Dear Stewardship People: Can't We All Just Get Along?


The following post is by Dr. Jasmine Marcelin from University of Nebraska Medical Center.

Teams should work together, not compete

I am an Antimicrobial Stewardship Leader. As the Associate Medical Director of Antimicrobial Stewardship at my institution, I work with another physician (Antimicrobial Stewardship Medical Director) and an ID-trained Antimicrobial Stewardship PharmD. We have a great setup, share audit and feedback responsibilities, and have different interests clinically and for research, which makes it great to divide tasks for initiatives. I focus on outpatient ASP and SSI prophylaxis, PharmD on AU initiatives and cost, and other MD on CDI. We cover for each other, review and co-author each other’s grants, papers and presentations, and present education to various hospital groups together. We work well as a TEAM.

Teams are great things. Nothing meaningful can be accomplished when working alone and in silos. Some ASP teams also include nurses, infection preventionists, advanced practice providers and laboratory personnel, and the specific ASP leadership model will depend on the resources at an individual hospital.
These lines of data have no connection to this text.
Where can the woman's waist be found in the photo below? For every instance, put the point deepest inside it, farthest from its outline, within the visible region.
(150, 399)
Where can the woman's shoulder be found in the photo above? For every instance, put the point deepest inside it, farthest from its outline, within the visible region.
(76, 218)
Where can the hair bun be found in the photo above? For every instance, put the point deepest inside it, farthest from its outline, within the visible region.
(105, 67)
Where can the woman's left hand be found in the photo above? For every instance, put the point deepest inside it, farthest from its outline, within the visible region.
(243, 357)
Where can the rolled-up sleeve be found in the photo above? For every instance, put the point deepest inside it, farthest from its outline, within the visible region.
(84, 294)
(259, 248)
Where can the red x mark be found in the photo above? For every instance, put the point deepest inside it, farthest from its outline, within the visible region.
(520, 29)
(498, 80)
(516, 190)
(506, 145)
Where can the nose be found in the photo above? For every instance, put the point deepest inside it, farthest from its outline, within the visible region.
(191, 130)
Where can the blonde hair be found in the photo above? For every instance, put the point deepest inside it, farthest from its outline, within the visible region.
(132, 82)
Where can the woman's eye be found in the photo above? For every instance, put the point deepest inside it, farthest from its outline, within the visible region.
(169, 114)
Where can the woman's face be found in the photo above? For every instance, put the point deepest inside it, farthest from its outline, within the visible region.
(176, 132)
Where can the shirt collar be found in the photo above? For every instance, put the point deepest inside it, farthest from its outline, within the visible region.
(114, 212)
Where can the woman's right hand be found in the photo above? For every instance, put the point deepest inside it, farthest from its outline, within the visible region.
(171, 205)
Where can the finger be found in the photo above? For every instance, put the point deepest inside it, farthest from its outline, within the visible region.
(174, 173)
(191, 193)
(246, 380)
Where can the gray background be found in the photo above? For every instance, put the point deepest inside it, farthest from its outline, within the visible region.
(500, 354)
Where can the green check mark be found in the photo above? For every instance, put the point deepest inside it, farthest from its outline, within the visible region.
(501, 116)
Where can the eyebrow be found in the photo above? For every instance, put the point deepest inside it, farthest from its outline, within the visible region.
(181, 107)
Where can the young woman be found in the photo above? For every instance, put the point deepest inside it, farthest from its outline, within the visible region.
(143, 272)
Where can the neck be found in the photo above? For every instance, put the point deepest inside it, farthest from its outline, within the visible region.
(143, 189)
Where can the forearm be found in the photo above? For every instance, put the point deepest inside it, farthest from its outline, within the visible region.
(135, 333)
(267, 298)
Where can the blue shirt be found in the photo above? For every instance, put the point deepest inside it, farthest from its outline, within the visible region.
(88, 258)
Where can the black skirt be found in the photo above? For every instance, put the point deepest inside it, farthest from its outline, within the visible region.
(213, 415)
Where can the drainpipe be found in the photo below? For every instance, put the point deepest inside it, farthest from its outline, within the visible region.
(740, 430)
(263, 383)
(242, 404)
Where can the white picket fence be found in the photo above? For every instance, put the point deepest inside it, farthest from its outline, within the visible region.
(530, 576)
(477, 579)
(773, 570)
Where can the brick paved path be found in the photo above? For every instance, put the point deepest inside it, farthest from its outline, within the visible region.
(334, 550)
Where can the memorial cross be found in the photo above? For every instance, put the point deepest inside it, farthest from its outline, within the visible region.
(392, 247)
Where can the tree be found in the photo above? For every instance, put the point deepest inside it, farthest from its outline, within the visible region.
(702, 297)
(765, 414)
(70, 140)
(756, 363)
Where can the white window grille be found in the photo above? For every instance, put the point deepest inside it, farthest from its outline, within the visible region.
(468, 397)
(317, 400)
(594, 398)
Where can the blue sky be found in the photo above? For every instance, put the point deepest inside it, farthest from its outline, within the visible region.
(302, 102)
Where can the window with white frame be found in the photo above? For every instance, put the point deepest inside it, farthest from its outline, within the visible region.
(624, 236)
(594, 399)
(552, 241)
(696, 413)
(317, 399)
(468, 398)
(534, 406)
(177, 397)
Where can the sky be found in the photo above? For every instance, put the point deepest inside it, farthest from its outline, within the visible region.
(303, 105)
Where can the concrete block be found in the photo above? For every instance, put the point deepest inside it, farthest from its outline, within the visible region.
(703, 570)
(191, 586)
Each of these groups bring a very specific and unique skillset to the ASP team. Why is it then, that we seem to find ourselves in the midst of an MD-PharmD power struggle?

In February 2018, the IDSA, SHEA and PIDS released a statement that ID physicians should be leading the way in Antimicrobial Stewardship. This statement shared the unique skillset that ID doctors bring to the ASP table, including years of clinical training in the diagnosis and management of infections. This position paper reads as a statement of support from our societies demonstrating our value to hospital leadership. “Hey C-suite, we have these requirements for ASP, and it says you need a leader that has ID expertise. We literally went to school for ID, and we already work for you, so here are these reasons why you should actually PAY us for what we know how to do well, instead of asking us to do it for free while we are on hospital consults?” The position paper did not say, “ID physicians are better than Pharmacists at ASP”. In fact, the document went on to state, “An ASP should also include at least 1 pharmacist, ideally with subspecialty training in ID. While ID physicians and pharmacists may often have the most central roles in an ASP, all members of the ASP team, including microbiologists and infection preventionists, provide distinct skills of great value.”

Notwithstanding the explicit acknowledgement of the value of the team model of ASP, perhaps the conclusion “ID physicians are well equipped to lead multidisciplinary ASPs given their training, expertise, and experience” offended some of our pharmacist colleagues. The publication was followed by a letter to the editor in May 2018 that stated, “In identifying ID physicians as uniquely qualified for these functions, the paper fails to acknowledge the essential leadership and skill set of ID pharmacists in stewardship”. The letter then concludes, “Best care for patients is achieved through multi-disciplinary stewardship where pharmacist leaders are key to success”. This letter led to a flurry of social media posts misguidedly comparing the “value” of ASP physicians vs pharmacists. A real world study of ID fellow experiences with ASP shared that fellows looked to “pharmacists, not ID physician leaders as primary resources for antibiotic teaching”, and there was a social media frenzy that pharmacists should lead ASP, not ID physicians.

Seriously?

People, this is not a competition! Pharmacists are uniquely equipped to lead ASP because of their special training in the PK/PD of antibiotics, adverse drug effects, drug-drug interactions, and costs. ID physicians are uniquely equipped to lead ASP because of their special training in direct patient care, being boots on the ground as well as eyes in the sky, and can always use the “peer” card when approaching rogue prescribers. The thing is, we are BOTH essential for a successful ASP, and organizations should strive to fund BOTH, because we complement each other. The thing is, we ID physicians have had a long struggle for institutional acknowledgement and respect of our invaluable contribution to patient care. In our fight for recognition, perhaps we have failed to let our pharmacist colleagues know that we appreciate what they do, and that our work is enriched by their contributions. Perhaps we should be intentional to thank our pharmacists for this contribution so that they do not feel we are trying to usurp them and dismiss their value.

Physicians acknowledge and applaud pharmacists’ tireless contribution and value added to the ASP team. We support you in leadership roles. When we say we as physicians are suited to be ASP leaders, it is because we are. It does not diminish your role as co-leaders in a multidisciplinary team; neither does your teaching of antibiotics to ID fellows diminish our role as clinical experts to trainees. Can’t we all just get along? Time to put this superfluous competition to rest and support each other’s value, for the patients’ sake!

Comments

  1. And what about us clinical microbiologists? We are not even claiming to have a major role in this. But no mention at all? You gotta be kidding! How about simple things that we do, reporting antibiotics appropriate to a given infection, and not overreporting?